Figure 5-1. Addition of color to highlight the traffic island enhances visual character of the scene.Anchor: #i1002678
Shade, Shadow, and Reflection
The structures, signs, and other hardware associated with an intersection interact with the quality of light and cast a variety of light, shade, and shadow patterns on an intersection. These patterns of light and dark shift depending on the time of day and the amount and angle of natural or artificial light.Anchor: #i1002688
Placement of Design Elements
Many times the placement of design elements can add to the overall visual complexity and contribute to other types of hazards at intersections. For example, the use of evergreen trees with dense canopies will shade the pavement in winter, resulting in conditions which contribute to icing of the intersection.Anchor: #i1002698
- Use color or texture changes to highlight pedestrian lanes.
- Check that no elements hide pedestrians near cross-walks.
- Provide visible, vertical separation such as curbs between pedestrians and the travel lane.
- Use ample lighting for pedestrian and bicycle areas.
Future Off-Site Development
Design all intersections, including those in undeveloped areas, to include room for future addition of pedestrian access.

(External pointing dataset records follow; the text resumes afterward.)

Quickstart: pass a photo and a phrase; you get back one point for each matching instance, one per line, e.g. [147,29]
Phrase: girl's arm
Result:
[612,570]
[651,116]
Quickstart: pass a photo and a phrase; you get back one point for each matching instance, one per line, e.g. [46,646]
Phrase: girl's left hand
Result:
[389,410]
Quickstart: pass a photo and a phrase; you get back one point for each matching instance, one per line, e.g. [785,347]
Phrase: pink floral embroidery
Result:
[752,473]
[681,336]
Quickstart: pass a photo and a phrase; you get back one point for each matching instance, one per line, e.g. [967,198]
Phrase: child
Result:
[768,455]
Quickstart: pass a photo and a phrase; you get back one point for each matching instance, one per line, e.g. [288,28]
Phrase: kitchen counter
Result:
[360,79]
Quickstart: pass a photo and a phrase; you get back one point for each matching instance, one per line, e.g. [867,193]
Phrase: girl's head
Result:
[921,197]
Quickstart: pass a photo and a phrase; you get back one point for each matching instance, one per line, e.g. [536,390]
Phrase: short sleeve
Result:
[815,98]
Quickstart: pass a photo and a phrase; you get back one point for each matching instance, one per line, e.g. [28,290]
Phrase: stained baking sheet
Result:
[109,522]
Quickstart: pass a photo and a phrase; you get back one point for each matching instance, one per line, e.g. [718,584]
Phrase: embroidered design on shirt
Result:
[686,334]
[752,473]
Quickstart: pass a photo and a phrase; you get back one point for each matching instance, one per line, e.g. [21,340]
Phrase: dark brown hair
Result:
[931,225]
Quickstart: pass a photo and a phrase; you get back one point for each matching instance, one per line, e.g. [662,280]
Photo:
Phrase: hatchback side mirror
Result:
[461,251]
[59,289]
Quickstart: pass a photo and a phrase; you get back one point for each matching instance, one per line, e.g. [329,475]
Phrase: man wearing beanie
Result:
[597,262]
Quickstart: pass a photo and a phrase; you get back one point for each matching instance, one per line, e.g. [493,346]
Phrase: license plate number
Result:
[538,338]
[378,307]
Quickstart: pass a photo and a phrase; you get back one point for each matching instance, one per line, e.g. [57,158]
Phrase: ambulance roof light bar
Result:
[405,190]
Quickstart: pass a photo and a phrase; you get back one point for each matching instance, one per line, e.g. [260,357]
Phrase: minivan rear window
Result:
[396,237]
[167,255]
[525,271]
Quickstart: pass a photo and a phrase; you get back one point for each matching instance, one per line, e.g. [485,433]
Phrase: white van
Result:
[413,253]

This may include wider medians or traffic islands. Leave ample space in islands between the curb and any bridge columns and barrier devices.Anchor: #i1002733
Accessibility for maintenance must also be considered. If a development cannot be maintained it will become an aesthetics liability. Likewise the high level of activity at intersections can make maintenance activities very dangerous to crews and highway users. Landscape and aesthetics goals must be balanced against considerations of long term maintenance.
Figure 5-2. Areas that are difficult to maintain may lead to a negative visual character for an entire corridor.Anchor: #i1002753
Aesthetics of Intersections
The aesthetics goal within intersections should focus on ensuring visibility and clarity of traffic-related activities. Several design techniques are available to meet this goal.
- Use contrasting textures and colors to visually mark different zones of activity such as cross-walks and islands.
- Maintain and enhance lines of sight through the intersection.
- Select plant materials that will not obstruct critical views as they mature.
- Maintain appropriate setbacks for plantings or screening structures.
- Provide a neutral visual background to the intersection where possible.
Landscape and aesthetics considerations must be maintainable. Weeds and collected road debris will reduce the aesthetic quality.
- Where turf is used as the primary roadside surface, be sure that there is safe, direct access for mowing machinery.
- Bedded plant materials must be accessible for weed control
Use aesthetic elements to reduce the visual complexity of an intersection. Visual complexity can be reduced by:
- dividing the travel sequence into visual segments with screens set perpendicular to the driving lanes
- providing visual background that helps the structural and operational features of the intersection to be interpreted more easily
- screening distracting views
Select and place plant materials so that they will not interfere with views to the intersection.
- Plants should help focus the view on the intersection.
- Plants should be selected and placed so that they will not block views of the intersection when mature. For example, high branching trees are preferred over trees that tend to branch close to the ground.
- Shrubs should be avoided within the appropriate sight triangle at an intersection.